Numerical Simulations of the Flow Past Cross-Flow Oscillating Circular Cylinders and Marine Riser Pipes

Presented in this paper is a comparison between numerical and experimental investigations of the Vortex-Induced Vibrations of a model scale marine riser pipe, length-to-diameter ratio of approximately 1400, that was subjected to sub-critical Reynolds number flows. The experiments, which were commissioned by the Norweigan Deepwater Programme, were carried out at Marintek’s Ocean Basin in Trondheim in 2003. The numerical simulations are performed using a coupled Computational Fluid-Structural dynamics code.
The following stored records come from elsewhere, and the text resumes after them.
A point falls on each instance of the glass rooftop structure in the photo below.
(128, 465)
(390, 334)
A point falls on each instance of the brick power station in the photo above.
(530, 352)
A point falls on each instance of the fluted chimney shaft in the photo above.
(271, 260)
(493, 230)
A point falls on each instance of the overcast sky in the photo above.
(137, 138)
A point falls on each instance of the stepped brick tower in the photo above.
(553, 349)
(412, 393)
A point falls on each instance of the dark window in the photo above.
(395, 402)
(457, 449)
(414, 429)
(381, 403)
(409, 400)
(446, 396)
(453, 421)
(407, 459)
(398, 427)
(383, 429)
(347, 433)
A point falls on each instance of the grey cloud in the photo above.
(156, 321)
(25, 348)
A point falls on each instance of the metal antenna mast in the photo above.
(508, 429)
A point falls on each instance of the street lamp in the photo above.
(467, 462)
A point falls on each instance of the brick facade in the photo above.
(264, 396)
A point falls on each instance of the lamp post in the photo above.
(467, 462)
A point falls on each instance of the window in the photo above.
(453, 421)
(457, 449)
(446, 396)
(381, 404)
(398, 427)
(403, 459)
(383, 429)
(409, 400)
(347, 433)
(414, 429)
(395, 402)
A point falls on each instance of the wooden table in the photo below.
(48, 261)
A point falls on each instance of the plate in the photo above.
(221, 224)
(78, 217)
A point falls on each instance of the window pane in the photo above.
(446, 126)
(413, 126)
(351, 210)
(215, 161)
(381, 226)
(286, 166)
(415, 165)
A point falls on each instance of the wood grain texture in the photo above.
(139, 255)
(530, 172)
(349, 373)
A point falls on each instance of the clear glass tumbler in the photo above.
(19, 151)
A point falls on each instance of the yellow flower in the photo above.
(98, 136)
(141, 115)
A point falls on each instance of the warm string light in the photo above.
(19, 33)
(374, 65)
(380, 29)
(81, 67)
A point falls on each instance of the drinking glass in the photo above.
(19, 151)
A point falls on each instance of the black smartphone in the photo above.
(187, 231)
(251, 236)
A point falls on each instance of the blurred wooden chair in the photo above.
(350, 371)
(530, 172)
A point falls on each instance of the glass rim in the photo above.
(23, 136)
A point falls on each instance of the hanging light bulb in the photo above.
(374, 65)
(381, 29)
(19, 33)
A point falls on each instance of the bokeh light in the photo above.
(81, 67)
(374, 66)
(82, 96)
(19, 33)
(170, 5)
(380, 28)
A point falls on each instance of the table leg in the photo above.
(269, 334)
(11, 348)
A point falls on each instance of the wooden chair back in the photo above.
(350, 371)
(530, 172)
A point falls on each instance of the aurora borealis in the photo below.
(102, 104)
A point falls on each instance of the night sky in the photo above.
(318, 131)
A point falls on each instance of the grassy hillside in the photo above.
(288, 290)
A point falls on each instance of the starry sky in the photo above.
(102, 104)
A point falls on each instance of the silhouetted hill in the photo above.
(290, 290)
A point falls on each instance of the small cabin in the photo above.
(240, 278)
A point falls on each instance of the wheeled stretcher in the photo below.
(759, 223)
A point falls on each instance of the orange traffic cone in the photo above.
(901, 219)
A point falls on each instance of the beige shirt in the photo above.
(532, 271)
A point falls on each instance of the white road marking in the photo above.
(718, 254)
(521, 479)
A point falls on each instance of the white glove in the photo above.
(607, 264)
The fluid flow is computed using Large Eddy Simulation, on multiple two-dimensional strips that are positioned at intervals along the length of the riser. The numerical riser response predictions are found to agree well with the experimental measurements. Of particular note was the occurrence in the simulations of harmonic responses at multiples of the principal oscillation frequency; in the cross-flow direction at three and five times the cross-flow oscillation frequency, and in the in-line direction at two and three times the in-line oscillation frequency. Also presented in the paper are the results of a rigorous benchmarking of the code’s two-dimensional flow solver against high-quality data from forced cross-flow oscillation experiments performed at sub-critical Reynolds numbers; the code predicted the lift force and phase angle variations well, although agreement in the mean drag force variation was less good.